After more than seven years of planning and work, the camp at Horsethief had its grand opening in June. “We figure the completed project will come in at $22 million in donations,” says Tim Wilcomb of Jordan-Wilcomb Construction of Boise. “We are at $18 million right now, with planning that began in 2003 and groundbreaking in the summer of 2005. During the summers of 2008 and 2009, we did the primary construction.”
The camp has cabins; yurts; a main lodge; and outdoor, educational and water-sport activities. A temporary, 6,000-sq-ft lodge was finished before the grand opening and serves as the dining facility, shower house and gathering hall. The eventual 18,000-sq-ft main lodge will include a dining hall, 2,000-sq-ft conference room and administrative offices.
Upgrades include 10 cabins and five yurts, each designed to sleep 10 youngsters and two counselors. The cabins each have three windows, providing natural light as well as ventilation for heating and cooling.
Wilcomb says the master plan calls for future camp expansion and that there was a lot of preplanning. “We had to plan for as large a facility as possible on the available land,” Wilcomb adds. “We sized the wastewater or water system for ultimate capacity and put in 4-in. pipe rather than 2-in. pipe.”
Betsy Roberts, project manager for engineering firm’s CH2M Hill’s Boise office, says, “Our focus on the infrastructure was a major challenge because the camp is not connected to any other system, whether its wastewater, power, irrigation, roads or storm drainage.”
Planning began in 2003 with an agreement with Idaho Fish and Game that the camp could use the reservoir as a water source only if no groundwater was found. “We drilled at least four wells and didn’t get much because we are sitting on the Idaho Batholith,” Roberts says. The Batholith is a mass of granite covering approximately 15,400 sq miles in central Idaho.
Roberts says that after the wells didn’t pan out, planners used the reservoir to fill the camp’s 54,000-gal. potable water storage tank and the 150,000-gal. fire suppression tank once they were located atop the mountain. The fire tank can provide 1,250 gpm for two hours.

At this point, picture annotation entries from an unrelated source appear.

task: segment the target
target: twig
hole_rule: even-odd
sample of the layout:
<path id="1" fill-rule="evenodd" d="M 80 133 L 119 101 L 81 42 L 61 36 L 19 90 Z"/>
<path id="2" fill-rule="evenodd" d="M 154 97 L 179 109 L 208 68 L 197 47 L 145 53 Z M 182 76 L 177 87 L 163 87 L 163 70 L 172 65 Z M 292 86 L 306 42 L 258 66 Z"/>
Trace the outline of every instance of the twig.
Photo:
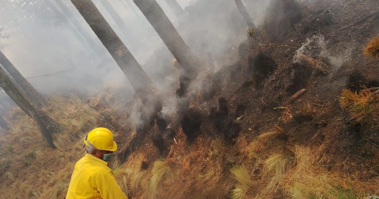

Because the surface water needed more treatment than ground water, “we used scuba divers to place piping and an intake structure on the bottom of the reservoir,” Roberts says.
“On the top of the mountain, we had to blast several hundred feet of trenching and we needed to put the water storage tanks in the ground at a depth of about 6 ft.”
The full water-treatment facility pulls water out of the reservoir and treats it using a slow-sand filter and pumps it up about 200 ft above the camp. The entire camp uses gravity flow.
Wilcomb says several governmental agencies with various jurisdictions were involved in camp planning. The infrastructure is all new, “and all the agencies want to make sure things are done correctly,” he says.
Roberts says workers also trenched in the power from 7 miles away instead of going overhead because of safety concerns in case of a forest fire that might knock out power. “Since it was three-phase power, the best thing to do was to put it underground for long-term safety, security and aesthetics,” Roberts says.